150,000 americanos habían desembarcado en Northmandia. Roma había caído. El ejercito alemán evacuó la toscana. Cada día que pasaba me convencía más de que nosotros nunca fuimos héroes de nada.

—Dios nos está castigando por los horrores que cometimos —aseguró Albrecht—. Y nosotros nos lo merecemos.

—Mierda —murmuró Tim.

—Eso, amigo —asintió Florian—. Mierda.

Estábamos en el cuartel, la tropa completa parecía ansiosa. Habían habido informes sobre un grupo de partisanos en lo profundo del bosque.

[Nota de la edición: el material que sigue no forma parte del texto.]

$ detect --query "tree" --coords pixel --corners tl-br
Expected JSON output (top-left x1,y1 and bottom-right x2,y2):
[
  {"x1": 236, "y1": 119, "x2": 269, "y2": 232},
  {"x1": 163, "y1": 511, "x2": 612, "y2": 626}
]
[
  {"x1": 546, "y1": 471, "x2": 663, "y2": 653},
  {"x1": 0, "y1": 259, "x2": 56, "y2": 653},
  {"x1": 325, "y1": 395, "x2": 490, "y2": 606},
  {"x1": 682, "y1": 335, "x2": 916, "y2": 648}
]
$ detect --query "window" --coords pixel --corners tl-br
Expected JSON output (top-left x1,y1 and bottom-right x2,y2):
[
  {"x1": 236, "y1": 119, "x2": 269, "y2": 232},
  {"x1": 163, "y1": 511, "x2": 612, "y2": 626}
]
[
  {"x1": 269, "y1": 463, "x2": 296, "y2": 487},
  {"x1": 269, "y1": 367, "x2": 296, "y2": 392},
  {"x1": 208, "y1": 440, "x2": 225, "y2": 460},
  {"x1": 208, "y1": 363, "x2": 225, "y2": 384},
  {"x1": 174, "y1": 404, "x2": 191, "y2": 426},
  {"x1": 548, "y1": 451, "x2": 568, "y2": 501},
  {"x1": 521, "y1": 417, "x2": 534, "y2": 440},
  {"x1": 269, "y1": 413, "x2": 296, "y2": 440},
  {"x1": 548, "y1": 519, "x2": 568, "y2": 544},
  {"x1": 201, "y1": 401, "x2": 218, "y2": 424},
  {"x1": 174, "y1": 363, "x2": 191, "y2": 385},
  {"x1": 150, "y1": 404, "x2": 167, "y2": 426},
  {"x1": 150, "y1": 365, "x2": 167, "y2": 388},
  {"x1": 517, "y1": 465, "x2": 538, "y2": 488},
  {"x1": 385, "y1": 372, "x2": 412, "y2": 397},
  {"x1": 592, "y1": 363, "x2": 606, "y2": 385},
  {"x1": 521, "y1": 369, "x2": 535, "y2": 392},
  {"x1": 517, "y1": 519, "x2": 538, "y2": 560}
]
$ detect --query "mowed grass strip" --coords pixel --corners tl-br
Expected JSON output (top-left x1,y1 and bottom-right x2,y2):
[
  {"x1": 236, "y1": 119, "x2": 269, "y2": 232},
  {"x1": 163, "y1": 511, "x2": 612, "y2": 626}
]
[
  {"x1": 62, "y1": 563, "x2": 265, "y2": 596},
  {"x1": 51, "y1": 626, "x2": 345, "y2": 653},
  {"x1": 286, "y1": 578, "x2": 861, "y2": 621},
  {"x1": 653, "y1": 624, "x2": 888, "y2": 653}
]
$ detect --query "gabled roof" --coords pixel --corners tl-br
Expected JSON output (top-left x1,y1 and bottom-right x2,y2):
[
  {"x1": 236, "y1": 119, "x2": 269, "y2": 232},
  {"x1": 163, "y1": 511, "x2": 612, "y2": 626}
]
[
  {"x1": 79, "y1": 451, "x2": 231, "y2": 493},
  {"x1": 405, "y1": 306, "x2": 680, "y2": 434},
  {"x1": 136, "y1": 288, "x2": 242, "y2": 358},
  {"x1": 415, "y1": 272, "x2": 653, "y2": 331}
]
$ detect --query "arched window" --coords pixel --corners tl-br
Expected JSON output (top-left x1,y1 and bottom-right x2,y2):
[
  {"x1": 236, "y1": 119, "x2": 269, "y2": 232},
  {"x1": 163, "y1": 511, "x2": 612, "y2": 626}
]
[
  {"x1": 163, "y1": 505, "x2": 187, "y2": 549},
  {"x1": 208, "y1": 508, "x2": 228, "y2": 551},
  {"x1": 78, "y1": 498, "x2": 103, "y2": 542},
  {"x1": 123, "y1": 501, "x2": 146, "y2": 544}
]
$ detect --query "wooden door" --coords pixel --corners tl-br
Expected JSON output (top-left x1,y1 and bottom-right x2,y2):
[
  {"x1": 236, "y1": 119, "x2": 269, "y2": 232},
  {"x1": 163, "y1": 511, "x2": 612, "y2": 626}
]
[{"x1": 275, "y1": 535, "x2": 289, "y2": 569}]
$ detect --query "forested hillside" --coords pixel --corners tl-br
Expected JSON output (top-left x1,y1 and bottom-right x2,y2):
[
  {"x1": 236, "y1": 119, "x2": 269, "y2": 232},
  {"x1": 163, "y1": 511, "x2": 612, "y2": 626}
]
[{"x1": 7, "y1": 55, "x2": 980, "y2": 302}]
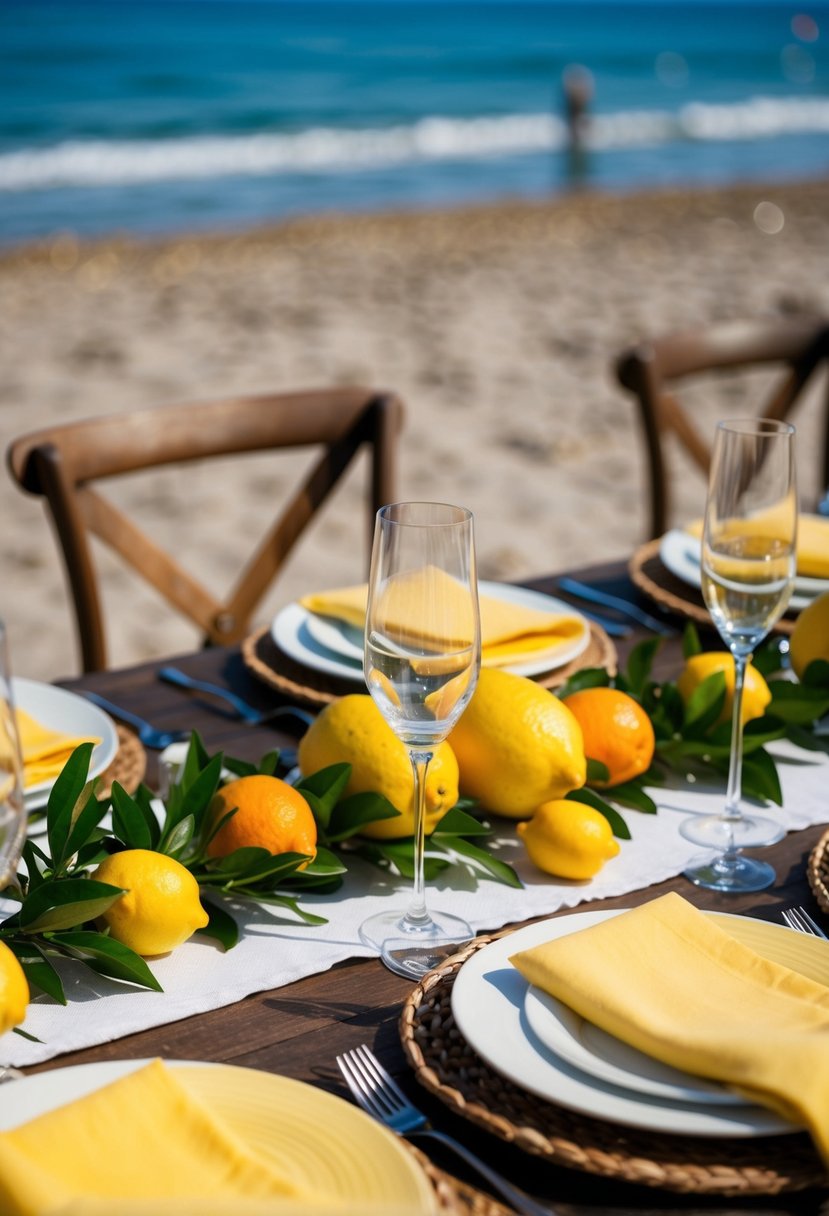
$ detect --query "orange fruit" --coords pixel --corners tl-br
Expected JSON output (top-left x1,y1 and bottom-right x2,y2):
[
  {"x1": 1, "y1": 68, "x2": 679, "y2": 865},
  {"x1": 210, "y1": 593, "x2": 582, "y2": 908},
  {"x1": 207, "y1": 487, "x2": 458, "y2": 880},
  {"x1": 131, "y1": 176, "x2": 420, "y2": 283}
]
[
  {"x1": 207, "y1": 773, "x2": 316, "y2": 865},
  {"x1": 564, "y1": 688, "x2": 656, "y2": 789}
]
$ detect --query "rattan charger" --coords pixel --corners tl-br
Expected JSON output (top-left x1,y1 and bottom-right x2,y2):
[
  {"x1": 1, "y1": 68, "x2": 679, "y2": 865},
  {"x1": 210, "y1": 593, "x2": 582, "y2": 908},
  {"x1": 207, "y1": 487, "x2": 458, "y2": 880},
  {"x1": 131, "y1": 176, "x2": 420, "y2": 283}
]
[{"x1": 400, "y1": 936, "x2": 829, "y2": 1197}]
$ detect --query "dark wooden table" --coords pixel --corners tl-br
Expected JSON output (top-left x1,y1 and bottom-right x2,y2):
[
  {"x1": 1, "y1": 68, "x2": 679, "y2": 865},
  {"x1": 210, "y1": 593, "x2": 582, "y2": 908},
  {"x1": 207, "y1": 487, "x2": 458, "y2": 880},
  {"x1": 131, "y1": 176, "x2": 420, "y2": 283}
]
[{"x1": 30, "y1": 563, "x2": 829, "y2": 1216}]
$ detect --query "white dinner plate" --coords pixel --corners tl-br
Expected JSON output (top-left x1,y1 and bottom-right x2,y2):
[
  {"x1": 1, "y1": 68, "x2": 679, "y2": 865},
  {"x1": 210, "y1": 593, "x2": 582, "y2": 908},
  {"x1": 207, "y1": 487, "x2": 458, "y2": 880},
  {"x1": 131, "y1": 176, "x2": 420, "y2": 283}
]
[
  {"x1": 12, "y1": 676, "x2": 118, "y2": 811},
  {"x1": 0, "y1": 1060, "x2": 435, "y2": 1216},
  {"x1": 452, "y1": 910, "x2": 829, "y2": 1138},
  {"x1": 659, "y1": 528, "x2": 829, "y2": 612},
  {"x1": 271, "y1": 581, "x2": 590, "y2": 683}
]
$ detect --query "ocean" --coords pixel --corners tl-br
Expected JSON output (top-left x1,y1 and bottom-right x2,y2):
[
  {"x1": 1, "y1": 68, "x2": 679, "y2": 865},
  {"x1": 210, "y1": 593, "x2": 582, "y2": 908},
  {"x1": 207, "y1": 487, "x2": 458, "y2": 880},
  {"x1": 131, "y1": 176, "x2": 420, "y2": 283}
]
[{"x1": 0, "y1": 0, "x2": 829, "y2": 247}]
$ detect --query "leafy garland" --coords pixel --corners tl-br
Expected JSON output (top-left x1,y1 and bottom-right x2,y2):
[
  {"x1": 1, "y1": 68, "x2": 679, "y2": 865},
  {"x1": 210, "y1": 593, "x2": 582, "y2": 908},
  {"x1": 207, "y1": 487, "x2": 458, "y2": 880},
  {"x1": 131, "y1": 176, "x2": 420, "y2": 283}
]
[
  {"x1": 558, "y1": 624, "x2": 829, "y2": 839},
  {"x1": 0, "y1": 734, "x2": 521, "y2": 1006}
]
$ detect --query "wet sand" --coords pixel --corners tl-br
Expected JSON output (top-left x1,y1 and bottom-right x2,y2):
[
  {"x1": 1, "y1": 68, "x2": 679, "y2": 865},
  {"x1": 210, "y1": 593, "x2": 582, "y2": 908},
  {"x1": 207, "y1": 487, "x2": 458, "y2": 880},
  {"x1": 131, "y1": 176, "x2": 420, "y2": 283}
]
[{"x1": 0, "y1": 181, "x2": 829, "y2": 679}]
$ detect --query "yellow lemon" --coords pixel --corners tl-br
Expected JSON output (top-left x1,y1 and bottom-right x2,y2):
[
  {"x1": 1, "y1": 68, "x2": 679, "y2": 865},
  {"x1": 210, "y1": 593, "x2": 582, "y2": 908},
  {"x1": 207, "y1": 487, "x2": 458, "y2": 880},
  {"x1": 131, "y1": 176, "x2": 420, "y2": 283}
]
[
  {"x1": 297, "y1": 693, "x2": 458, "y2": 840},
  {"x1": 449, "y1": 668, "x2": 586, "y2": 820},
  {"x1": 92, "y1": 849, "x2": 209, "y2": 957},
  {"x1": 0, "y1": 941, "x2": 29, "y2": 1035},
  {"x1": 676, "y1": 651, "x2": 772, "y2": 726},
  {"x1": 515, "y1": 798, "x2": 619, "y2": 880},
  {"x1": 789, "y1": 591, "x2": 829, "y2": 680},
  {"x1": 207, "y1": 773, "x2": 317, "y2": 869}
]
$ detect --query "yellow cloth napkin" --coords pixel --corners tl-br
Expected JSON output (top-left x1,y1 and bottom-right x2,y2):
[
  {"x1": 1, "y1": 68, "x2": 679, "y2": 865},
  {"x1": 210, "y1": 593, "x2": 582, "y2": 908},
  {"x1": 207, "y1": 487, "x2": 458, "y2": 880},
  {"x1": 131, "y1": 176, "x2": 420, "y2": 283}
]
[
  {"x1": 0, "y1": 1060, "x2": 315, "y2": 1216},
  {"x1": 15, "y1": 709, "x2": 101, "y2": 789},
  {"x1": 299, "y1": 570, "x2": 585, "y2": 668},
  {"x1": 686, "y1": 516, "x2": 829, "y2": 579},
  {"x1": 511, "y1": 894, "x2": 829, "y2": 1164}
]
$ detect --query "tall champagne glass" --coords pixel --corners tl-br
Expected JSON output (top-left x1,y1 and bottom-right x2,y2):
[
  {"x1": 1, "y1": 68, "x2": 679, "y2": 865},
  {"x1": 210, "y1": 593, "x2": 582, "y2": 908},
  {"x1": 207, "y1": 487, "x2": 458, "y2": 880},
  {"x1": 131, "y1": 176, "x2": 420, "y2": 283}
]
[
  {"x1": 679, "y1": 418, "x2": 797, "y2": 891},
  {"x1": 0, "y1": 621, "x2": 26, "y2": 890},
  {"x1": 360, "y1": 502, "x2": 480, "y2": 976}
]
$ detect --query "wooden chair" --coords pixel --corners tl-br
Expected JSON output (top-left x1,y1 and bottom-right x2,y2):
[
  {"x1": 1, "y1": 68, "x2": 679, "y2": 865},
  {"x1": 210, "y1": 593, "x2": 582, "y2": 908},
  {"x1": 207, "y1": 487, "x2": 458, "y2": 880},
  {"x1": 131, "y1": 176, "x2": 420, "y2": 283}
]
[
  {"x1": 7, "y1": 388, "x2": 402, "y2": 671},
  {"x1": 615, "y1": 315, "x2": 829, "y2": 537}
]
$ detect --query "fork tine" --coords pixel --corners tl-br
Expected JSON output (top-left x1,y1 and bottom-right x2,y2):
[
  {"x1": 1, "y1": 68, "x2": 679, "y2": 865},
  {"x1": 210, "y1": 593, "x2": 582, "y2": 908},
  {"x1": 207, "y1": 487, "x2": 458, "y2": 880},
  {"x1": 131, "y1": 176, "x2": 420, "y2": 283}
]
[{"x1": 355, "y1": 1043, "x2": 411, "y2": 1108}]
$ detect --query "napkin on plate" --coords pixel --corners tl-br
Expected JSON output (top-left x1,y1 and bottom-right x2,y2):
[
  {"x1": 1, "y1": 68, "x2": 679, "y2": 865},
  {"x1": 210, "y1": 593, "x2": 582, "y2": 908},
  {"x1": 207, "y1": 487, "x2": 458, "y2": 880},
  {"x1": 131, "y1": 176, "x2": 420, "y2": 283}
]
[
  {"x1": 15, "y1": 708, "x2": 101, "y2": 789},
  {"x1": 511, "y1": 893, "x2": 829, "y2": 1164},
  {"x1": 686, "y1": 514, "x2": 829, "y2": 579},
  {"x1": 299, "y1": 568, "x2": 585, "y2": 668}
]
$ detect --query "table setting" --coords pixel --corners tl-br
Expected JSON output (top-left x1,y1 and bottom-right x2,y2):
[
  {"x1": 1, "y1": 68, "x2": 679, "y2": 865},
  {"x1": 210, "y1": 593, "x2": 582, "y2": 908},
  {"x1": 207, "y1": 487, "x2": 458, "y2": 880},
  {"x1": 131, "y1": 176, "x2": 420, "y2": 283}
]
[{"x1": 0, "y1": 461, "x2": 829, "y2": 1214}]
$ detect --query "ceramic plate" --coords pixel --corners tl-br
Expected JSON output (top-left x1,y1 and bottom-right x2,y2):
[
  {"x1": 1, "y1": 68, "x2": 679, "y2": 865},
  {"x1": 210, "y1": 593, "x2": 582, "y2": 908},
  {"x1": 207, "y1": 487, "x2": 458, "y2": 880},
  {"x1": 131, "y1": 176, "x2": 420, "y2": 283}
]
[
  {"x1": 0, "y1": 1060, "x2": 435, "y2": 1216},
  {"x1": 452, "y1": 910, "x2": 829, "y2": 1138},
  {"x1": 12, "y1": 677, "x2": 118, "y2": 811},
  {"x1": 271, "y1": 581, "x2": 590, "y2": 683},
  {"x1": 659, "y1": 528, "x2": 829, "y2": 612}
]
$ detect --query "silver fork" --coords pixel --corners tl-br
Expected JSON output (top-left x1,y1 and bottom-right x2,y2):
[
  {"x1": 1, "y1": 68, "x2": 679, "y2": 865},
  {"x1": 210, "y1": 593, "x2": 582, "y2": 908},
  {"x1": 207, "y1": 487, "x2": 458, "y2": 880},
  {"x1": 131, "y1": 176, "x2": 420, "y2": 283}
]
[
  {"x1": 337, "y1": 1043, "x2": 556, "y2": 1216},
  {"x1": 780, "y1": 908, "x2": 829, "y2": 941}
]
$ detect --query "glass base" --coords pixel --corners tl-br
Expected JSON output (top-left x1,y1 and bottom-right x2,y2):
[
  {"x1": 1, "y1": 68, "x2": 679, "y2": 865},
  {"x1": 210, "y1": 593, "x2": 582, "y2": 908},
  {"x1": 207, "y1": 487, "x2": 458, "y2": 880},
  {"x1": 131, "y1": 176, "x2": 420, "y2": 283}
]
[
  {"x1": 679, "y1": 815, "x2": 785, "y2": 852},
  {"x1": 684, "y1": 855, "x2": 776, "y2": 894},
  {"x1": 360, "y1": 911, "x2": 475, "y2": 979}
]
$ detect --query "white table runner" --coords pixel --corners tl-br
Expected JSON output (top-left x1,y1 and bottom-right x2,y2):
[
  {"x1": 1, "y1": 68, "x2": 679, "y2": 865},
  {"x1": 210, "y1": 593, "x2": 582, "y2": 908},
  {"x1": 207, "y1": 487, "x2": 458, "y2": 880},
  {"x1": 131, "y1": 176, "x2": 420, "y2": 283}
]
[{"x1": 0, "y1": 729, "x2": 829, "y2": 1065}]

—Ahora solo nos queda esperar —murmuré cuando vi entrar al teniente. Parecía odiarme, pero sabía que no podía delatarme, pues su hijo también cargaría las consecuencias, además, justo en esos momentos el ejercito alemán necesitaría tantos soldados como pudieran—. A que no nos maten al primer disparo.

—Cumplido, jefe —se burló Florian.

—¡Atención! —gritó el teniente.

Nos alineamos al instante frente a él. Se paseó frente a nosotros y nos observó con detenimiento.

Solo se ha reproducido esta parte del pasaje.